Malattie a trasmissione sessuale: la prevenzione non ha età

passeggiata in coppia - Foto di John BoyerLa diffusione delle malattie a trasmissione sessuale è in aumento nella fascia di età compresa tra i 45 e i 65 anni. Il senso di sicurezza dato dall’esperienza e la mancanza di percezione del rischio sono tra le principali cause della maggiore diffusione registrata negli ultimi anni.

Le infezioni sessualmente trasmesse (IST) comprendono numerose malattie tra cui l’AIDS e altre meno note ma altrettanto pericolose come la sifilide, la gonorrea, la clamidia, la tricomoniasi, l’herpes genitale e il papilloma virus.

Tra il 1990 e il 2010 i nuovi casi di HIV tra gli over 50 sono aumentati del 25% mentre nelle altre fasce di età l’incidenza è diminuita di 4 volte; i dati sulla sifilide mettono in luce che tra il 2001 e il 2009 c’è stato un aumento di 10 volte per gli over 45 – che costituiscono ormai un quarto dei casi totali – e in questa fascia d’età i più colpiti risultano gli uomini omosessuali. Sempre tra gli over 45, tra il 2004 e il 2009 si è assistito ad un raddoppio dei casi di gonorrea e condilomi (papilloma virus).

I fattori che concorrono alla diffusione delle malattie a trasmissione sessuale tra gli adulti oltre i 45 anni sono numerosi e comprendono i grandi cambiamenti nelle abitudini sociali e di vita che si stanno consolidando negli ultimi anni. Sicuramente l’allungamento della vita media e la possibilità di mantenersi in salute più a lungo giocano un ruolo primario nel prolungare la sessualità dei più maturi che possono usufruire anche dell’ausilio di farmaci per le disfunzioni erettili.
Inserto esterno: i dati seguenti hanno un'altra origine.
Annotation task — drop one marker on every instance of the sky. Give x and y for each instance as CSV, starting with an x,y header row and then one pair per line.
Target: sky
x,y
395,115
L’aumento dei divorzi determina l’incremento di nuovi incontri per la ricerca di nuovi partner e il senso di sicurezza dato dall’età e dall’esperienza può far abbassare la guardia rispetto alle malattie a trasmissione sessuale. Bisogna anche considerare i frequenti rapporti sessuali di molti uomini maturi con le prostitute che rappresentano un consistente serbatoio per le infezioni di questo tipo.

Gli adulti ultracinquantenni sono meno propensi a parlare della propria vita sessuale con il Medico di fiducia o a rivolgersi ad uno Specialista anche solo per semplici controlli periodici. D’altra parte il Medico di famiglia tende a dare scarsa attenzione alla sessualità dei pazienti che hanno superato una certa età e così viene a mancare un dialogo costruttivo volto a chiarire questi importanti aspetti della vita e della salute degli adulti e degli anziani.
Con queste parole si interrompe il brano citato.